SuperJobs é agora venture builder e fundo de investimento para startups

Para conseguir apoio financeiro e de gestão, empreendedores percorrem uma verdadeira maratona junto a incubadoras, aceleradoras, investidores-anjo e fundos de investimento – tempo que poderia ser gasto no próprio desenvolvimento do negócio. A partir deste diagnóstico, a SuperJobs (www.superjobs.vc) ampliou seu foco de atuação para tornar-se uma venture builder que atua desde o estágio inicial de validação de startups já operacionais, até aquelas mais maduras que precisam do empurrãozinho final para ganhar escalabilidade.

Com um novo conceito no mercado, além de participar de todas as fases de maturação, a SuperJobs oferece em seu ecossistema uma rede de investidores-anjo, equity crowdfunding e um fundo de investimento em criação para aportes mais vultosos.

A venture builder aposta suas fichas em plataformas digitais de alto impacto. O processo de aprovação passa por validação da ideia, do modelo de negócio, da usabilidade e, principalmente, do gestor. “Identificamos as dores da startup e desenvolvemos uma metodologia simples de escalada trazendo o Monte Everest como elemento-chave. Ajudamos na modelagem de gestão e KPI’s essenciais para o sucesso de cada negócio”, diz o CEO Marcos Botelho que, após somar expertise por trás da trajetória de sucesso das startups Elemida Mall, Bicos, Dr. Sintomas e Estagiários Online, se juntou ao empresário André Martins para desenvolver o novo conceito da SuperJobs.
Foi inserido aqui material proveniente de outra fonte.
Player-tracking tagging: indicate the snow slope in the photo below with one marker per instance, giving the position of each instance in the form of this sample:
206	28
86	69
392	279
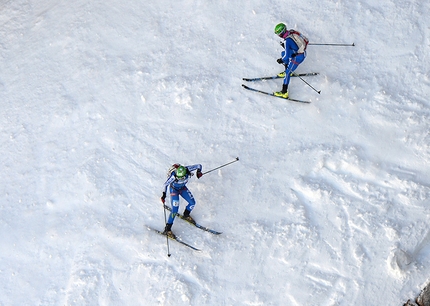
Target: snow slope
328	204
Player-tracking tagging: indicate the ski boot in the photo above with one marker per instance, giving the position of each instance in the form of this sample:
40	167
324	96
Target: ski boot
283	93
168	231
187	217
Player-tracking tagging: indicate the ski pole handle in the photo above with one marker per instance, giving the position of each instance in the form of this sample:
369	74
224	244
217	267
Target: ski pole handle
237	159
344	45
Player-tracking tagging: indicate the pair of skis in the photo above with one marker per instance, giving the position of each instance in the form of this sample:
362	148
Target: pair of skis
204	228
276	77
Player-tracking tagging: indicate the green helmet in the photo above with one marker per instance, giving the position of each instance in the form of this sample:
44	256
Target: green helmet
181	172
280	29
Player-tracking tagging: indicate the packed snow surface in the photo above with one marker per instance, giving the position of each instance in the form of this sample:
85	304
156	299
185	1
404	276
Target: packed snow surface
328	204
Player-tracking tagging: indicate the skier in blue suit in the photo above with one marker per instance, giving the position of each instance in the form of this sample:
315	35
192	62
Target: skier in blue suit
293	55
177	183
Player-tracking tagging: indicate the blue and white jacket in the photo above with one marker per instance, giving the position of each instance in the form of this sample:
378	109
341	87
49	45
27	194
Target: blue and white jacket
177	184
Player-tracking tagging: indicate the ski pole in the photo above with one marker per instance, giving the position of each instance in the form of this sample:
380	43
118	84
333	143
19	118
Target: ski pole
167	238
295	74
237	159
344	45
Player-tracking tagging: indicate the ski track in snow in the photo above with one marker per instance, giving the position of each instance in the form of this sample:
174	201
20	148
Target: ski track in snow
328	204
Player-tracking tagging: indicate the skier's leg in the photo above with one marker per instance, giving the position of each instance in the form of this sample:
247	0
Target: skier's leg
174	202
188	196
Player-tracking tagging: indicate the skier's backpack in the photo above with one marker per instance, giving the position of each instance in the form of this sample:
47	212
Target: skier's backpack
300	40
171	169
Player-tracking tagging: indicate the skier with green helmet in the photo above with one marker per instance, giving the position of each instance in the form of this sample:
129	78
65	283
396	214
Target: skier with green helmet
294	53
178	177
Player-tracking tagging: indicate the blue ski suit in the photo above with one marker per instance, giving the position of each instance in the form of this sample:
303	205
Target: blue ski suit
179	188
294	52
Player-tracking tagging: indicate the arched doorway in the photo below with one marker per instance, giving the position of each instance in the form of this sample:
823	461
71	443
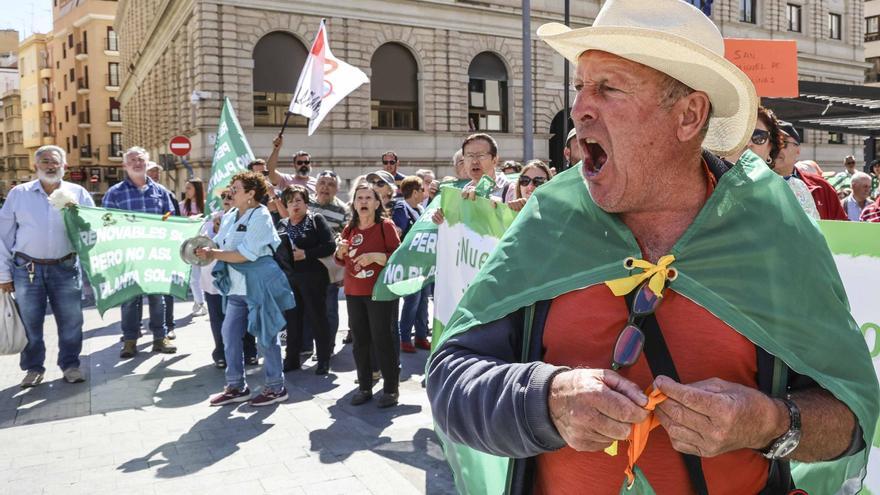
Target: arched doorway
557	141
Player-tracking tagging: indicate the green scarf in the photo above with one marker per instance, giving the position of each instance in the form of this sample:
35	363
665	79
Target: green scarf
751	257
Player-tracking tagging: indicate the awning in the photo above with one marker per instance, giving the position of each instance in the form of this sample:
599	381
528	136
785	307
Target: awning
851	109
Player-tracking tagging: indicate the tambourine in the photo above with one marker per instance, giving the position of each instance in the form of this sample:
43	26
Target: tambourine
189	246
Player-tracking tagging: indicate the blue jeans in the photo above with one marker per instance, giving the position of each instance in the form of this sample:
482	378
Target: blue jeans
234	328
133	311
415	314
61	285
332	320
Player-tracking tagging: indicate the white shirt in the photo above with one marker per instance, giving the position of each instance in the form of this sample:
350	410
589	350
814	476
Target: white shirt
31	226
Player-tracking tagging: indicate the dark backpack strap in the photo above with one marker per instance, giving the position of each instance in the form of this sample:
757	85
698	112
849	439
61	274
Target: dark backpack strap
660	361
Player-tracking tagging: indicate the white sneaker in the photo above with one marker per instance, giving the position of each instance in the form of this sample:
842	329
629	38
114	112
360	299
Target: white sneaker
199	310
32	379
73	375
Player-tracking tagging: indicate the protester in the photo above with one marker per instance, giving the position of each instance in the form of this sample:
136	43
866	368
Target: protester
38	263
307	237
536	173
246	241
784	162
511	167
194	205
552	402
214	300
367	242
383	183
859	197
428	180
138	192
390	163
843	179
302	166
415	306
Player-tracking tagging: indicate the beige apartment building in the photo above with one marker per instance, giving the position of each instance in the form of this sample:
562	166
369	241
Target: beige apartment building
438	71
84	63
14	160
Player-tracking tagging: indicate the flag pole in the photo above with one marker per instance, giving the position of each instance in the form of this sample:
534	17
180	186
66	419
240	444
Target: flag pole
287	115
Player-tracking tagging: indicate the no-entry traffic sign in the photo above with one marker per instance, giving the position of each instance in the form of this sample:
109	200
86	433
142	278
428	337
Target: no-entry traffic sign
180	145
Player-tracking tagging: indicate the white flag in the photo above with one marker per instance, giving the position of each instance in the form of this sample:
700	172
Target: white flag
325	81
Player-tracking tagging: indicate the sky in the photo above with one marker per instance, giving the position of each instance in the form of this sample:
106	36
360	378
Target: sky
26	16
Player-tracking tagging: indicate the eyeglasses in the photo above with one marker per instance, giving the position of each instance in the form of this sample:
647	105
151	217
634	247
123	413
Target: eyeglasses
631	340
537	181
760	136
478	156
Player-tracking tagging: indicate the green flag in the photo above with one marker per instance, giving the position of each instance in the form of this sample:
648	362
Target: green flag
125	254
413	264
232	153
751	257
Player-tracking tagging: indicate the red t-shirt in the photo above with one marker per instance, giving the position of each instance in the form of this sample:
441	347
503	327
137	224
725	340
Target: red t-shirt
581	329
380	238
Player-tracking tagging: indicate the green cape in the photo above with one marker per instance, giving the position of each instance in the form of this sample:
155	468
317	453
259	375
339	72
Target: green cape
751	257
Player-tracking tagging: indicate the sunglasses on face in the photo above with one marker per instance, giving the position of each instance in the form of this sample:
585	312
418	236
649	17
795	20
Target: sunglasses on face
631	340
537	181
760	136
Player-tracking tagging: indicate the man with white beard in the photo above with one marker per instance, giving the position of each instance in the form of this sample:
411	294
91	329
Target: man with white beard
38	263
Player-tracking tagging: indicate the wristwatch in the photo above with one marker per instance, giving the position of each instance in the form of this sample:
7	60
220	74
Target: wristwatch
788	442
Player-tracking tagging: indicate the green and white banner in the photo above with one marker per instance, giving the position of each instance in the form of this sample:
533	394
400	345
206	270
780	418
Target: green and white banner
232	153
856	249
414	263
125	254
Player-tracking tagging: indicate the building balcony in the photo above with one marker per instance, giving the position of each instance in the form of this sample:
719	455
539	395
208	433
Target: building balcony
82	86
82	51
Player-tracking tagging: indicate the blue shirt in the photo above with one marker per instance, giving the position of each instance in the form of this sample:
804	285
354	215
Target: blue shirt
152	198
32	226
253	235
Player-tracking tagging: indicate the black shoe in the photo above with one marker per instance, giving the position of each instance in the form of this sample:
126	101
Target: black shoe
388	400
323	368
291	365
361	397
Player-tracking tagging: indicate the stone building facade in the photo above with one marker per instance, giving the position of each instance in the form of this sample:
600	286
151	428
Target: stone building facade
182	56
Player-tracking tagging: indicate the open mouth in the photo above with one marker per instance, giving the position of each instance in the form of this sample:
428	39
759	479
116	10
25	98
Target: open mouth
594	157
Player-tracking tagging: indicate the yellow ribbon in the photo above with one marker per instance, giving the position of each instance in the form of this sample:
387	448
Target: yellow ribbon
657	273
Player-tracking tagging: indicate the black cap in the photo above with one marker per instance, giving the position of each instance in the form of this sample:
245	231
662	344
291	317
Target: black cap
789	129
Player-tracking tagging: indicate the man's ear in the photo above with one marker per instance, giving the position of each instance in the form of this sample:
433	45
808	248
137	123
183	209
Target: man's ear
693	115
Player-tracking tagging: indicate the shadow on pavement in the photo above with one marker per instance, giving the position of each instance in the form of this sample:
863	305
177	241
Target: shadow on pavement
210	440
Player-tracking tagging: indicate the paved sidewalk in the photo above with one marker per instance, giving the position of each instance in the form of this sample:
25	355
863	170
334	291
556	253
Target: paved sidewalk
143	425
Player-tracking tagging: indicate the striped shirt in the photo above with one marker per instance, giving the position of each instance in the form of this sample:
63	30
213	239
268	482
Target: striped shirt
151	198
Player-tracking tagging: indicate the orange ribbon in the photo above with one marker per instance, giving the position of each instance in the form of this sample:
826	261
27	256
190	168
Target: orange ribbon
638	437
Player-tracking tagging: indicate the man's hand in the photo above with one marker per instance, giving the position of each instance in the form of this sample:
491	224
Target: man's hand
516	204
298	254
469	192
592	408
712	417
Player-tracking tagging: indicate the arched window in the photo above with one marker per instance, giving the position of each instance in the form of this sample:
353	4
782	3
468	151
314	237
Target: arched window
487	94
278	60
394	88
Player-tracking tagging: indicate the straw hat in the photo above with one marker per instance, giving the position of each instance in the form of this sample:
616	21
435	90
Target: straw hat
677	39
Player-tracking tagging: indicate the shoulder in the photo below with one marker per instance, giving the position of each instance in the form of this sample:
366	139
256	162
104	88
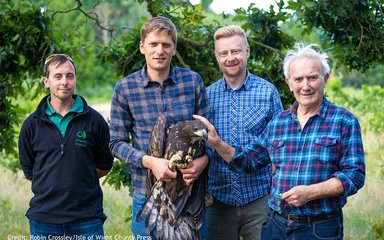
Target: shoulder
341	113
130	80
256	81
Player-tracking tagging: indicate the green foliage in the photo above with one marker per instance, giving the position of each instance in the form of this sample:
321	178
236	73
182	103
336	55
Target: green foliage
367	106
267	42
378	228
357	79
120	175
353	29
24	40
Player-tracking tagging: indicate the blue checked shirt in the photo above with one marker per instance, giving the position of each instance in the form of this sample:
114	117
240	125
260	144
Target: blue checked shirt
136	103
239	116
329	145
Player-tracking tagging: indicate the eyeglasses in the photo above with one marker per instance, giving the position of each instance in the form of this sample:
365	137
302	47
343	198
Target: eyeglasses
58	55
234	52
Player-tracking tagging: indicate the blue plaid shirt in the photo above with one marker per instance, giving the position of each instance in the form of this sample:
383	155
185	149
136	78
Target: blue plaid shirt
239	116
329	145
136	103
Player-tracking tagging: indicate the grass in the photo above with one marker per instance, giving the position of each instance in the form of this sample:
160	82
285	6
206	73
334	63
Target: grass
15	194
363	214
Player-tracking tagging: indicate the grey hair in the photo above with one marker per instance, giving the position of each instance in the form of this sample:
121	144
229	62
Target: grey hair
309	51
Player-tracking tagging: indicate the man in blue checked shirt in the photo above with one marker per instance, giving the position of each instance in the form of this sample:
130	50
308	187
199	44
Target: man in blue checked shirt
159	87
317	149
242	104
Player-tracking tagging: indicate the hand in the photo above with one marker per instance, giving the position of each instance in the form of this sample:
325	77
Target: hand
192	173
213	137
159	167
297	196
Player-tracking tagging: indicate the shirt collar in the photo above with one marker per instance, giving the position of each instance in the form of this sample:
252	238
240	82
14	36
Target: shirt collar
146	80
77	107
320	112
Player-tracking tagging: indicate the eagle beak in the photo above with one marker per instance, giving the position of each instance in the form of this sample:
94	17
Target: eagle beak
203	134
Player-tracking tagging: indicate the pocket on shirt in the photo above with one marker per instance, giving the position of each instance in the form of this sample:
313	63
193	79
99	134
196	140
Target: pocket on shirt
182	112
276	152
327	149
255	119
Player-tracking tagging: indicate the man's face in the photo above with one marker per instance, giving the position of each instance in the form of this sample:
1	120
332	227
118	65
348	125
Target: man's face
307	82
61	80
231	54
158	49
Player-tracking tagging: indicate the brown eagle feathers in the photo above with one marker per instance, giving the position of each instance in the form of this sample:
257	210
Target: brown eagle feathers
173	210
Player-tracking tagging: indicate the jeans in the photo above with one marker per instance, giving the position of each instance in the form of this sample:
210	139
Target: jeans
278	227
90	228
231	222
139	230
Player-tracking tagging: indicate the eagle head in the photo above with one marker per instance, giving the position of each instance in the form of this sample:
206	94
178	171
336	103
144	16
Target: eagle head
195	130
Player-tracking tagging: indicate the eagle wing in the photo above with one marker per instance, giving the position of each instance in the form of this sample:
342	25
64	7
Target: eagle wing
173	210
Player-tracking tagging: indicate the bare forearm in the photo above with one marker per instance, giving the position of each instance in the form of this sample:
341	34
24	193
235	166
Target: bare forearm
300	195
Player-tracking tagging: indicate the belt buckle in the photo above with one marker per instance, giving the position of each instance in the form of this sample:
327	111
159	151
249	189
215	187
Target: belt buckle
293	218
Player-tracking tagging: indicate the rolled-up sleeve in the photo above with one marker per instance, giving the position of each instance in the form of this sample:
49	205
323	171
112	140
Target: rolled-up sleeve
352	163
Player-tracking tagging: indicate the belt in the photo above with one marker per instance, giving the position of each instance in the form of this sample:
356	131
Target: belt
308	218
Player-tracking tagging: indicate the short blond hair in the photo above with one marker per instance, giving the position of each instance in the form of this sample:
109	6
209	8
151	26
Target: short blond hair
229	31
158	24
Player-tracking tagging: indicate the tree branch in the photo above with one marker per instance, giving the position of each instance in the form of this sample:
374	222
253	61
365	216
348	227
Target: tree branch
90	15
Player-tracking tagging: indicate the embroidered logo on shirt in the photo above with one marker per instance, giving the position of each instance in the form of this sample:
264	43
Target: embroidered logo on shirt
81	139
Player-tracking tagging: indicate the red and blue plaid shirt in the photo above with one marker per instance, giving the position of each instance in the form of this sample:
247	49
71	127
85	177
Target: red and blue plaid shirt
329	145
136	103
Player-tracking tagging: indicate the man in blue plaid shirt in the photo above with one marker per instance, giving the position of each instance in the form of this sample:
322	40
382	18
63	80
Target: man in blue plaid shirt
316	148
159	87
242	104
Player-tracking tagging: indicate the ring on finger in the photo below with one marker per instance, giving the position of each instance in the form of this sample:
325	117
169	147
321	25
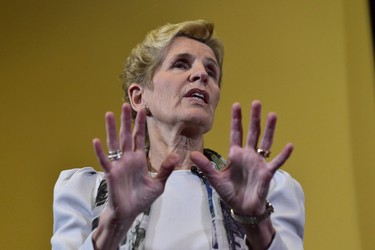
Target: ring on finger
264	153
114	155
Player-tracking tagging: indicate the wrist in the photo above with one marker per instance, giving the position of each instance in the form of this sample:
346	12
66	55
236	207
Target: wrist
253	219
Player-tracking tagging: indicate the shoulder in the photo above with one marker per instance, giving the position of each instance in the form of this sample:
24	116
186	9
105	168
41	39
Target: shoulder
78	184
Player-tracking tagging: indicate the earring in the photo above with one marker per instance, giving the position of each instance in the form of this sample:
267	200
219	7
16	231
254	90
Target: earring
147	110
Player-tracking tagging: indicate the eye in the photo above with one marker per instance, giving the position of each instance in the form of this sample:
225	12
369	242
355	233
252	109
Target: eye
212	71
181	64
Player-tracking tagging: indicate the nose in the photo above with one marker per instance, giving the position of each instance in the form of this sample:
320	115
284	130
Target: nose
200	74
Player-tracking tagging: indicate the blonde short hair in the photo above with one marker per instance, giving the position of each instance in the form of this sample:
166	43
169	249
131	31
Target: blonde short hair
147	56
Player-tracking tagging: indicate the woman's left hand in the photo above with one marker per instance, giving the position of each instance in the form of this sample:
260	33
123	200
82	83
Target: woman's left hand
245	182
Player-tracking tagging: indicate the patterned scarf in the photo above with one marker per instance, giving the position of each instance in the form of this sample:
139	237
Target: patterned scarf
226	232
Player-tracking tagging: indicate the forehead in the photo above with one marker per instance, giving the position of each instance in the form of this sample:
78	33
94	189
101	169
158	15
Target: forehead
184	45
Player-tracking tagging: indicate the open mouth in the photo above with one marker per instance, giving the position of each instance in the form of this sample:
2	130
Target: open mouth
198	94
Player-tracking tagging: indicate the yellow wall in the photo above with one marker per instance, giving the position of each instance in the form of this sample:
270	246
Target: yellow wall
310	61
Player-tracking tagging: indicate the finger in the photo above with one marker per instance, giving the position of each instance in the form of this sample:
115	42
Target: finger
112	139
281	158
236	126
125	130
167	167
254	127
269	132
101	156
139	131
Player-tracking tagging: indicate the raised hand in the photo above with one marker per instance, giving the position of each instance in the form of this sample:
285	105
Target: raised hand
245	182
131	189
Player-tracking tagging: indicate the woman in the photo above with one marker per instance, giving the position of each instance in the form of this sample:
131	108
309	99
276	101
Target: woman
176	194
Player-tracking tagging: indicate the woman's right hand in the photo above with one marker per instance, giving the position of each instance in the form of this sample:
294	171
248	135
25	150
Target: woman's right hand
131	189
Após os critérios validados, a SuperJobs aporta o ticket ideal usando três metodologias de investimento, aplicando até R$ 1 milhão como Venture Builder, até R$ 5 milhões via equity crowfunding e até R$ 10 milhões com o novo fundo que está sendo constituído. As startups do portfólio também contam com investidores-anjo tais como André Diniz, do Grupo Urban Arts; Lucas Franzatto, do Grupo Morena Rosa; o VP Jurídico do Grupo Abril, Arnaldo Tibyriçá; e Pedro Mollo, da SP Partners.

Atualmente, a SuperJobs tem 10 startups e previsão de dobrar esse número no próximo ano. “Queremos captar R$ 120 milhões para desenvolver as startups que já estão em nosso portfólio bem como fazer novas aquisições que estejam dentro de nossa tese de investimentos: alto potencial de escala, 100% digitais e nos segmentos Health, AI, Fintechs ou Jobs”, afirma Botelho.